In one sentence, Linear Discriminant Analysis use the information from features to create a new axis and projects the data to this new axis to minimize the variance and maximize the distance between the mean of two classes. Before breaking up the algorithm, I want to talk little about the math behind it.

The first one is scatter matrix which is used to understand the relation between two variables. This is also used in lots of dimensionality reduction senarios. If there are k variables, scatter matrix will have k*k matrix. scatter math problem Detail

Steps:

Compute the within class and between class scatter matrix
Compute the eigenvectors and corresponding eigenvalues for the scatter matrices
Sort the eigenvalues and select the top k
Create a new matrix containing eigenvectors that map to the k eigenvalues

Obtain new features by taking the dot product of the data and the matrix from Here, I put the significant steps:

#since we clear the s every single time,it is within class scatter matrix
within_class_scatter_matrix = np.zeros((13,13))
for c, rows in df.groupby('class'):
 rows = rows.drop(['class'], axis=1)
 s = np.zeros((13,13))
 #start from the first row
 for index, row in rows.iterrows():
    
        x, mc = row.values.reshape(13,1), class_feature_means[c].values.reshape(13,1)
             
        s += (x - mc).dot((x - mc).T)#this matrix is 13*13
           
         
        within_class_scatter_matrix += s

feature_means = df.mean()
between_class_scatter_matrix = np.zeros((13,13))
for c in class_feature_means:
 n = len(df.loc[df['class'] == c].index)
 mc, m = class_feature_means[c].values.reshape(13,1), feature_means.values.reshape(13,1)
 between_class_scatter_matrix += n * (mc - m).dot((mc - m).T)
eigen_values, eigen_vectors = np.linalg.eig(np.linalg.inv(within_class_scatter_matrix).dot(between_class_scatter_matrix))

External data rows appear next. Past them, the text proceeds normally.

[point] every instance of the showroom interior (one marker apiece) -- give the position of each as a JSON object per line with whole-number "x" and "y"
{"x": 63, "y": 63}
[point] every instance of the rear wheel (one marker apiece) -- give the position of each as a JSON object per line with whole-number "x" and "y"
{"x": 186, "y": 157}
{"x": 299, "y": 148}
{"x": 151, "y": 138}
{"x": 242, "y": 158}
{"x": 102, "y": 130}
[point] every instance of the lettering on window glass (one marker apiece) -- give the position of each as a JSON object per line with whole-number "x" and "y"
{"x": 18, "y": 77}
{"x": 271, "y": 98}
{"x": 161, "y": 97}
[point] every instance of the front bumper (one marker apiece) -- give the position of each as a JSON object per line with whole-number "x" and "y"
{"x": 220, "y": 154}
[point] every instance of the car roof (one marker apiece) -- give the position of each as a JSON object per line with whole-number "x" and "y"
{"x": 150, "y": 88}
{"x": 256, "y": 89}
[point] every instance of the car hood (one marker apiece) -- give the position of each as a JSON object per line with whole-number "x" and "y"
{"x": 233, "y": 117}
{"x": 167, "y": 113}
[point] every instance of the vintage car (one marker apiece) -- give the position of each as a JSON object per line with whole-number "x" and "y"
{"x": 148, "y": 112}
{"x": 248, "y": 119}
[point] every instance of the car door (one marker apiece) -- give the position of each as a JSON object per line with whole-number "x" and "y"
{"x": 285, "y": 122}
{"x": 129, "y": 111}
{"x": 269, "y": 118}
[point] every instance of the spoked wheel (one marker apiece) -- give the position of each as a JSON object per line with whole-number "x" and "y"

eigen_values, eigen_vectors = np.linalg.eig(np.linalg.inv(within_class_scatter_matrix).dot(between_class_scatter_matrix))
pairs = [(np.abs(eigen_values[i]), eigen_vectors[:,i]) for i in range(len(eigen_values))]
eigen_value_sums = sum(eigen_values)
print('Explained Variance')
for i, pair in enumerate(pairs):
 print('Eigenvector {}: {}'.format(i, (pair[0]/eigen_value_sums).real))

The result would maximize the seperation between classes.